Luke Timothy Johnson offers a compelling interpretation of the New Testament as a witness to the rise of early faith in Jesus. Critically judicious and theologically attuned to the role of the New Testament in the life of the church, Johnson deftly guides his reader through a wealth of historical and literary description and invites critical reflection on the meaning of these ancient writings for today. The third edition is carefully updated and includes new student-friendly format and features, including a new design and study and reflection questions.
This is an excellent introduction that I have used a few times as a classroom textbook at the seminary level. Johnson knows his way around the entire New Testament. He is also a great teacher and a fresh communicator. This resource is worth having on your bookshelf for quick consultation. I return to it often.
About the author
Dr. Luke Timothy Johnson is Candler School of Theology’s Robert W. Woodruff Professor Emeritus, Emory’s most distinguished endowed chair. A noted scholar and an award-winning teacher, Johnson taught at Yale Divinity School and Indiana University prior to arriving at Candler in 1992. His research concerns the literary, moral and religious dimensions of the New Testament, including the Jewish and Greco-Roman contexts of early Christianity (particularly moral discourse), Luke-Acts, the Pastoral Letters, and the Letter of James.
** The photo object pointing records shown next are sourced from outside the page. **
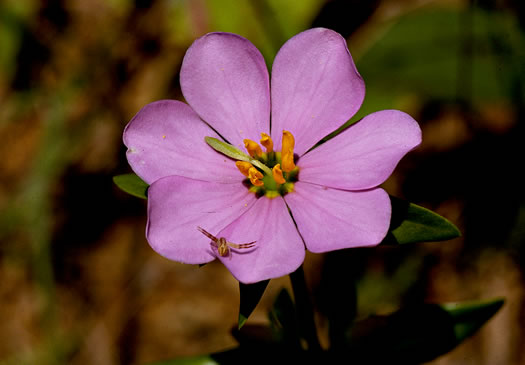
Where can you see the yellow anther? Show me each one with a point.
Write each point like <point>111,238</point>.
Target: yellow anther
<point>288,143</point>
<point>267,142</point>
<point>255,176</point>
<point>253,148</point>
<point>278,174</point>
<point>244,167</point>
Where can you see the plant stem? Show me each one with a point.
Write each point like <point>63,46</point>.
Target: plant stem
<point>304,307</point>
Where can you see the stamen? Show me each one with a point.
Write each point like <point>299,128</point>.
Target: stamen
<point>255,177</point>
<point>244,167</point>
<point>288,143</point>
<point>278,174</point>
<point>267,142</point>
<point>253,148</point>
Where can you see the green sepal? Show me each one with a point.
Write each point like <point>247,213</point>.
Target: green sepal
<point>417,334</point>
<point>132,184</point>
<point>250,295</point>
<point>411,223</point>
<point>227,149</point>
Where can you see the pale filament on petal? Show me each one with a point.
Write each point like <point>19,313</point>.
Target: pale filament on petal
<point>222,245</point>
A prolific author, Johnson has penned 31 books, more than 70 scholarly articles, 100 popular articles and nearly 200 book reviews. His 1986 book, The Writings of the New Testament: An Interpretation, now in its third edition, is widely used as a textbook in seminaries and departments of religion throughout the world. A decade later, Johnson made national headlines with The Real Jesus: The Misguided Quest for the Historical Jesus and the Truth of the Traditional Gospels (HarperOne, 1996), the first book to systematically challenge the Jesus Seminar’s controversial claims, among them that Jesus said only 18 percent of what the Gospels attribute to him.